I have the 3 examples (g ≈ 9.81):

a) T = ½ ⋅(Larm+Larmature)⋅(Marm+Marmature)⋅g = ½⋅(3+0.758)⋅(19+12)⋅9.81 = 571.42 Nm

b) Tarmature = ½ ⋅L⋅M⋅g = ½⋅0.758⋅12⋅9.81 = 44.61 Nm
Tarm = ½ ⋅L⋅M⋅g = ½⋅3⋅19⋅9.81 = 279.6 Nm
T = Tarmature + Tarm = 44.61 + 279.6 = 324.21 Nm

c) T = ½⋅Larm⋅(Marm+Farmature)⋅g = 456 Nm

4. Feb 20, 2017

### BvU

Picture is worth ...

So far I have (at O, the base)
Fwind * 4 m ,
marm g * 1.5 m
marmature g * (3 + 1/2 * 0.758) m

At the top, only the latter two​

5. Feb 20, 2017

### aon3t

Thank you!
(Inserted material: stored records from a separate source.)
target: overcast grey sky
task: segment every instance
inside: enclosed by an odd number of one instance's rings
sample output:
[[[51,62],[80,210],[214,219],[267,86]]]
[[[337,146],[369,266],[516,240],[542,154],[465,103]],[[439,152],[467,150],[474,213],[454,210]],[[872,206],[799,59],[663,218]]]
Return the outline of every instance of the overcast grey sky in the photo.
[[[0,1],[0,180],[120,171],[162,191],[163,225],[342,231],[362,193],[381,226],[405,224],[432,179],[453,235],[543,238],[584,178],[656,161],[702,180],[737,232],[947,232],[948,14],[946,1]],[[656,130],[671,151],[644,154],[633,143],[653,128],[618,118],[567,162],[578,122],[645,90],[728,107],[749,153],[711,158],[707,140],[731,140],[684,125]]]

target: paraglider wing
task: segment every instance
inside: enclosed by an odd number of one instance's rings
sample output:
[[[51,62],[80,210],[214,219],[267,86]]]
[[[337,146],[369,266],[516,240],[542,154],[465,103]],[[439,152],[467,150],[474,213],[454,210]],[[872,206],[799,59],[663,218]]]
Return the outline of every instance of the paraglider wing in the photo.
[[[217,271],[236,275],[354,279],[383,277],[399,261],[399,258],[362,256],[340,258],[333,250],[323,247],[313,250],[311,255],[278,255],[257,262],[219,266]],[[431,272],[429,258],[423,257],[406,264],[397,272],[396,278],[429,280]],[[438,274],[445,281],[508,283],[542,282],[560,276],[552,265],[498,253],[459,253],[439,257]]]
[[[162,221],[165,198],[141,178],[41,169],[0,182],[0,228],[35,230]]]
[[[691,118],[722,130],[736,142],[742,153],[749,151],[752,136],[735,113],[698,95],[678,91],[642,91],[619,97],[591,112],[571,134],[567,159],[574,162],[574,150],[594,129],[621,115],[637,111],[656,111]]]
Now I have all I need, I shall write a thanks to you when I hand in my paper for the program.

I had my eyes on how you solved the Tarmature, but I disregarded it because I found the T to be a bit smaller than expected, but that was because I forgot to add it to the Tarm.

Thanks a lot!

6. Feb 20, 2017

### BvU

You're welcome. Good luck with the program.